O prefeito de Cuiabá-MT Abílio Brunini (PL), sancionou nesta terça-feira (6) uma lei que autoriza vereadores da Capital a receberem indenização por férias não usufruídas e a converterem períodos de descanso em pagamento em dinheiro, desde que haja justificativa formal e disponibilidade orçamentária. A medida, aprovada pela Câmara Municipal em dezembro de 2025, passa a valer a partir de 1º de janeiro de 2026.
Pela nova legislação, o pagamento será permitido quando o parlamentar deixar o cargo sem ter tirado férias, seja por renúncia, não reeleição ou encerramento antecipado do mandato, com a indenização proporcional ao tempo efetivamente exercido. Outra possibilidade é converter férias em dinheiro em situações de necessidade imperiosa do serviço parlamentar, sendo facultado ao vereador optar por transformar em pagamento um terço, dois terços ou a totalidade dos 30 dias de férias adquiridas.
A regra de conversão integral das férias pode representar um impacto financeiro maior para o Legislativo municipal: segundo estimativas da própria Câmara, caso todos os vereadores optem pela venda total dos períodos, o custo anual aos cofres públicos pode ultrapassar R$ 700 mil, sendo que o cálculo preliminar considerou adesão de 75% ao benefício e um impacto estimado de cerca de R$ 339 mil.
Além da questão das férias, o prefeito sancionou outras medidas aprovadas pelo Parlamento municipal na mesma edição da Gazeta Municipal.
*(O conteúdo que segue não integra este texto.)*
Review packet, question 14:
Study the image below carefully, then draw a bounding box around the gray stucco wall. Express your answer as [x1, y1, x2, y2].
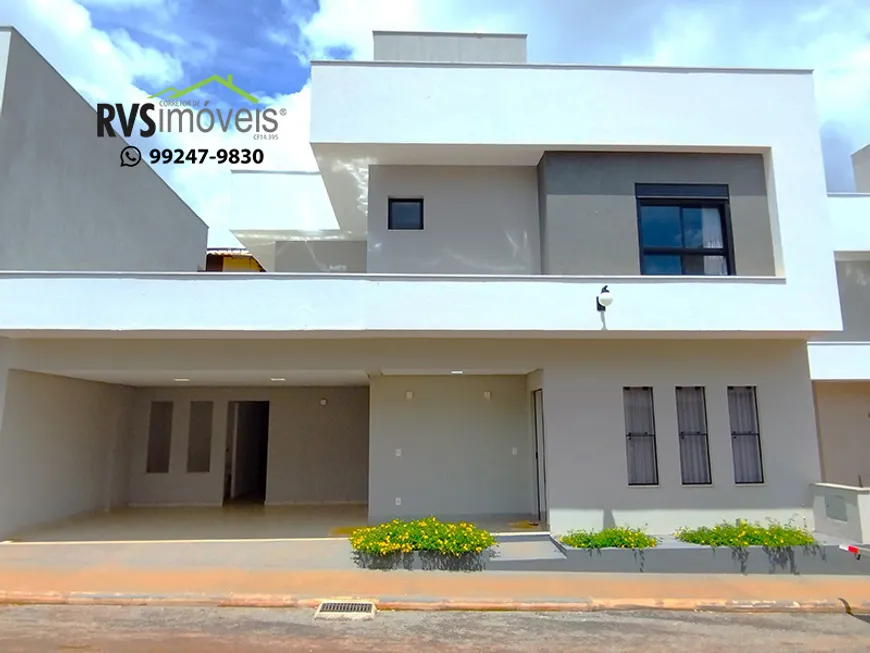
[852, 145, 870, 193]
[0, 370, 133, 538]
[538, 152, 775, 276]
[369, 376, 536, 522]
[129, 387, 369, 505]
[0, 28, 208, 271]
[272, 240, 367, 273]
[815, 261, 870, 342]
[374, 32, 526, 63]
[266, 387, 369, 504]
[368, 166, 541, 274]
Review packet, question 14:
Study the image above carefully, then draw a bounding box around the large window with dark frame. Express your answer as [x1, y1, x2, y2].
[387, 197, 423, 231]
[622, 388, 659, 485]
[635, 184, 735, 276]
[728, 386, 764, 484]
[676, 386, 713, 485]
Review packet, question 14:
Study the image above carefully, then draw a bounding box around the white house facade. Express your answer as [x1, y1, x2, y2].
[0, 32, 870, 541]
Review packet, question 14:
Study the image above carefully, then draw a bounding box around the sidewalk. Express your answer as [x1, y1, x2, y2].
[0, 561, 870, 614]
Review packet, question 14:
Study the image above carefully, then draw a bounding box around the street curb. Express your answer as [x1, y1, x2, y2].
[0, 592, 870, 614]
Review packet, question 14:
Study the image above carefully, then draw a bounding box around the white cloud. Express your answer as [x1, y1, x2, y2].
[0, 0, 315, 246]
[303, 0, 508, 59]
[79, 0, 167, 11]
[0, 0, 870, 245]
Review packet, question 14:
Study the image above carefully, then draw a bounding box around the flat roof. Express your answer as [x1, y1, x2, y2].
[311, 59, 813, 75]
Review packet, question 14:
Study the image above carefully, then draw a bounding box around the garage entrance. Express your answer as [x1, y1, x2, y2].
[224, 401, 269, 505]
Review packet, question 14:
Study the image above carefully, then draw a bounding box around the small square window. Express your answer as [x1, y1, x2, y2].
[387, 198, 423, 231]
[635, 184, 734, 276]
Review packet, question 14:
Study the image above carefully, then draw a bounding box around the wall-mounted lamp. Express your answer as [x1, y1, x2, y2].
[595, 286, 613, 313]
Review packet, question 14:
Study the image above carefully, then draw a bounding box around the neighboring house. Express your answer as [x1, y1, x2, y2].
[0, 26, 208, 272]
[205, 247, 263, 272]
[0, 32, 870, 535]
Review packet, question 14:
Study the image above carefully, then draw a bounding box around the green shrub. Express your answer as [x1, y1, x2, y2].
[350, 517, 495, 557]
[674, 519, 816, 549]
[559, 526, 656, 549]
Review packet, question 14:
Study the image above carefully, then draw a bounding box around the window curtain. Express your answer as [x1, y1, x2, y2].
[728, 387, 764, 483]
[677, 388, 711, 485]
[623, 388, 658, 485]
[701, 207, 728, 275]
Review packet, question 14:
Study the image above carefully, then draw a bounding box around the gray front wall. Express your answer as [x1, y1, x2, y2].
[369, 376, 536, 522]
[538, 152, 775, 276]
[0, 29, 208, 272]
[817, 261, 870, 342]
[368, 166, 541, 274]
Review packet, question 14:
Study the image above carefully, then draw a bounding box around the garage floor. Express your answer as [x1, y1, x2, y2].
[11, 505, 538, 542]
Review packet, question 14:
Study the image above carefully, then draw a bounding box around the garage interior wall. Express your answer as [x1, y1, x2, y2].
[813, 381, 870, 487]
[129, 386, 369, 506]
[0, 370, 133, 537]
[369, 376, 536, 521]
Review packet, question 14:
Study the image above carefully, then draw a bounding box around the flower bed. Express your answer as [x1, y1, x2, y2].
[350, 517, 495, 569]
[674, 519, 816, 549]
[559, 526, 656, 549]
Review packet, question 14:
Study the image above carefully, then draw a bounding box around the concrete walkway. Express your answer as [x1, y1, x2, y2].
[0, 539, 870, 614]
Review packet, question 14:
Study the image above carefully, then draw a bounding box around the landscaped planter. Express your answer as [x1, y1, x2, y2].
[486, 542, 870, 575]
[353, 550, 492, 571]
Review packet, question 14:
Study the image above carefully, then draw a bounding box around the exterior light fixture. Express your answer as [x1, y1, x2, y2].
[595, 286, 613, 313]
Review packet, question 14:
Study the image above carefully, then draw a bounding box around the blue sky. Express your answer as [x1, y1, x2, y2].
[0, 0, 870, 245]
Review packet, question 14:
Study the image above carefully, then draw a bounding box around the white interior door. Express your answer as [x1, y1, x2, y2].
[532, 389, 547, 522]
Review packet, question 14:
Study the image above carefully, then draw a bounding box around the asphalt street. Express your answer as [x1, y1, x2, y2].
[0, 606, 870, 653]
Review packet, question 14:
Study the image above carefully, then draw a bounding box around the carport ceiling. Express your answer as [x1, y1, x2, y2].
[44, 370, 369, 387]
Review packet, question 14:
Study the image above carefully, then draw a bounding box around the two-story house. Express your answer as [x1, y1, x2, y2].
[0, 32, 870, 536]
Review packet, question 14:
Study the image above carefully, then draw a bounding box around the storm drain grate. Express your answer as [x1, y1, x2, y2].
[314, 601, 376, 619]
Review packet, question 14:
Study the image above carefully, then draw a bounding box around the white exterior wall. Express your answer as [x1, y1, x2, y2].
[0, 272, 842, 338]
[128, 387, 369, 506]
[0, 370, 133, 537]
[0, 28, 208, 271]
[368, 166, 541, 275]
[813, 382, 870, 487]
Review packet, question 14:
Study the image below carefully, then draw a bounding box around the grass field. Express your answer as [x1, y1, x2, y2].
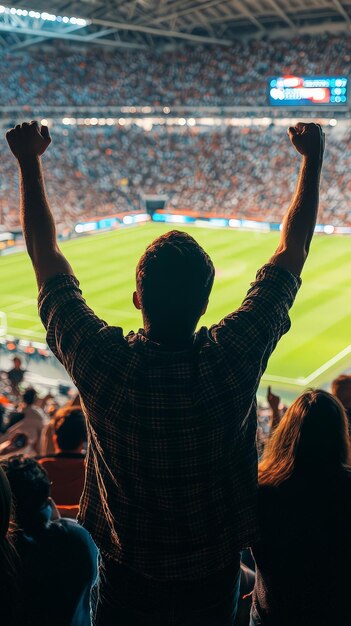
[0, 224, 351, 388]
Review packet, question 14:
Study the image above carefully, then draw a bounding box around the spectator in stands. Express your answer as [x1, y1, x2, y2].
[251, 390, 351, 626]
[3, 457, 97, 626]
[332, 374, 351, 436]
[7, 122, 324, 626]
[0, 387, 46, 456]
[7, 356, 26, 395]
[39, 407, 87, 517]
[0, 460, 23, 626]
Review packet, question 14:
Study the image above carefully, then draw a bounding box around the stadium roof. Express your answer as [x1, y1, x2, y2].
[0, 0, 351, 50]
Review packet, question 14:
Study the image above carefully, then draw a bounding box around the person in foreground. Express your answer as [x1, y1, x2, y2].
[7, 122, 324, 626]
[250, 389, 351, 626]
[2, 457, 97, 626]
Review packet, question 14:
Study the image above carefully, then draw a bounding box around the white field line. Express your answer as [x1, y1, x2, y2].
[263, 344, 351, 387]
[7, 326, 45, 340]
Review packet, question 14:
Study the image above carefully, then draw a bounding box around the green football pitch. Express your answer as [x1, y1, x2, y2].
[0, 224, 351, 389]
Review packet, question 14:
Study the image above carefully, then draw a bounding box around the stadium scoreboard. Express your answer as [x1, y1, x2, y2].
[268, 76, 348, 107]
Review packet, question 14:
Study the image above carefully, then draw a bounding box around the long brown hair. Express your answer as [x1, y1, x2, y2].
[258, 389, 351, 485]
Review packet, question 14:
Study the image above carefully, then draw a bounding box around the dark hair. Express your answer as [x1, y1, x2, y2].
[22, 387, 37, 404]
[136, 230, 215, 333]
[55, 408, 87, 451]
[2, 456, 50, 528]
[258, 389, 351, 485]
[0, 467, 21, 623]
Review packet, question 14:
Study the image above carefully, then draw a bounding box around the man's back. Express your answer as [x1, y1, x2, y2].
[39, 265, 299, 580]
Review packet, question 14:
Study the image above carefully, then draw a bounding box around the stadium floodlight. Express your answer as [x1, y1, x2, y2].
[0, 5, 91, 27]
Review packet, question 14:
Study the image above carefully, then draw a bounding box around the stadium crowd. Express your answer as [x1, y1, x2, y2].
[0, 33, 351, 109]
[0, 120, 351, 233]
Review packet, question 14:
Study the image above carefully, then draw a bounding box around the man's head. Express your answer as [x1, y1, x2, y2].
[22, 387, 37, 406]
[54, 408, 87, 452]
[332, 374, 351, 411]
[2, 456, 51, 529]
[133, 230, 215, 340]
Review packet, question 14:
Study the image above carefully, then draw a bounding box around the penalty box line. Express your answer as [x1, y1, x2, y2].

Entre elas está a recomposição salarial dos servidores da Câmara, com impacto financeiro estimado em cerca de R$ 5 milhões a partir de 2026, de acordo com a administração da Casa.
Outra mudança prevista pela nova legislação permite a criação de até 20 cargos comissionados por gabinete, autorizando a Mesa Diretora a disponibilizar até 20 servidores para cada mandato, conforme a disponibilidade de cargos definidos em resolução interna da Câmara.
Os servidores comissionados do Poder Legislativo também passam a ter direito a auxílio-alimentação mensal de R$ 1.000, pago junto à folha salarial — uma medida que, segundo parlamentares, busca modernizar e uniformizar benefícios no Legislativo municipal.
Críticos à iniciativa argumentam que a legislação amplia a remuneração de vereadores e servidores em um contexto de restrições orçamentárias e debates acalorados sobre gastos públicos, enquanto a administração defende a adequação às necessidades de trabalho contínuo e a valorização dos agentes políticos e seus assessores.
A sanção das leis representa um pacote de ajustes internos que promete impactar o orçamento da Câmara de Cuiabá em 2026, ao mesmo tempo que redefine a forma como o Legislativo trata direitos de férias e benefícios de seus membros e servidores.